Un pomeriggio, durante la bassa marea, Isbister, un giovane artista alloggiato a Boscastle, camminava in direzione della pittoresca insenatura di Pentargen, con l’intenzione di visitarne le grotte. A metà della ripida discesa che porta alla spiaggia, all’improvviso si imbatté in un uomo seduto in una posa di intenso turbamento, sotto uno sperone di roccia. Teneva le mani goffamente poggiate sulle ginocchia, gli occhi erano rossi e fissavano davanti a sé, e il volto era bagnato di lacrime.
Al rumore dei passi di Isbister, l’uomo si guardò attorno. Entrambi sembravano sconcertati, e Isbister ancora di più. Per superare l’imbarazzo di quell’involontaria interruzione, osservò, con l’aria esperta di chi la sapeva lunga, che il tempo, considerata la stagione, era molto caldo.
«Davvero» rispose lo sconosciuto, e dopo un attimo di esitazione aggiunse con voce inespressiva: «Non riesco a dormire».
Isbister si fermò di colpo. «No?» fu tutto quello che gli venne da dire, ma il suo atteggiamento comunicava l’intenzione di essere d’aiuto.
«Può sembrare incredibile,» continuò lo sconosciuto, volgendo gli occhi stanchi verso Isbister e sottolineando le parole con un gesto molle della mano «ma sono sei notti che non dormo per niente.»
«Ha chiesto aiuto?»
«Sì, perlopiù ho avuto cattivi consigli. Medicinali. Il mio sistema nervoso... Vanno benissimo per le esigenze della gente normale. È difficile da spiegare. Non ho il coraggio di prendere... medicinali abbastanza forti.»
«Questo complica le cose» disse Isbister.
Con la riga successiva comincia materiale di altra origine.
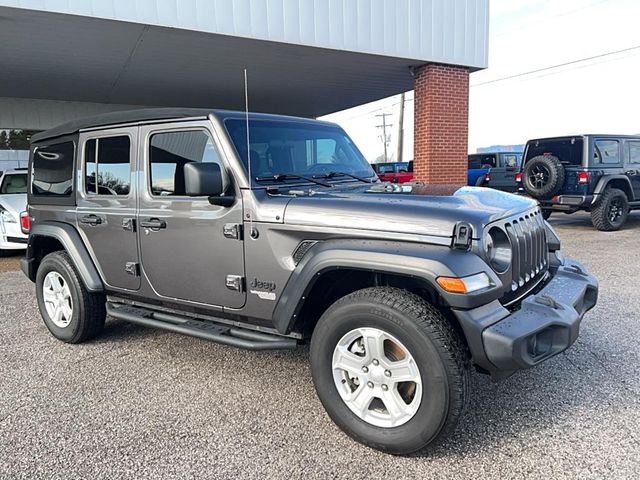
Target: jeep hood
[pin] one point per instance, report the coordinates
(14, 203)
(425, 210)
Rimase in piedi sullo stretto sentiero, incerto sul da farsi. Era evidente che lo sconosciuto volesse parlare. Un’idea che in quelle circostanze era abbastanza ovvia, lo spinse a tenere viva la conversazione. «Io non ho mai sofferto di insonnia,» proseguì come se si trattasse di un banale pettegolezzo «ma nei casi di cui ho saputo, di solito le persone hanno trovato un rimedio...»
«Non ho il coraggio di fare esperimenti.»
Lo sconosciuto parlava con aria stanca. Fece un gesto di rifiuto, e per un po’ rimasero in silenzio.
«Esercizio fisico?» Isbister suggerì timidamente, mentre il suo sguardo si spostava dal volto desolato dell’interlocutore al suo vestito da viaggio.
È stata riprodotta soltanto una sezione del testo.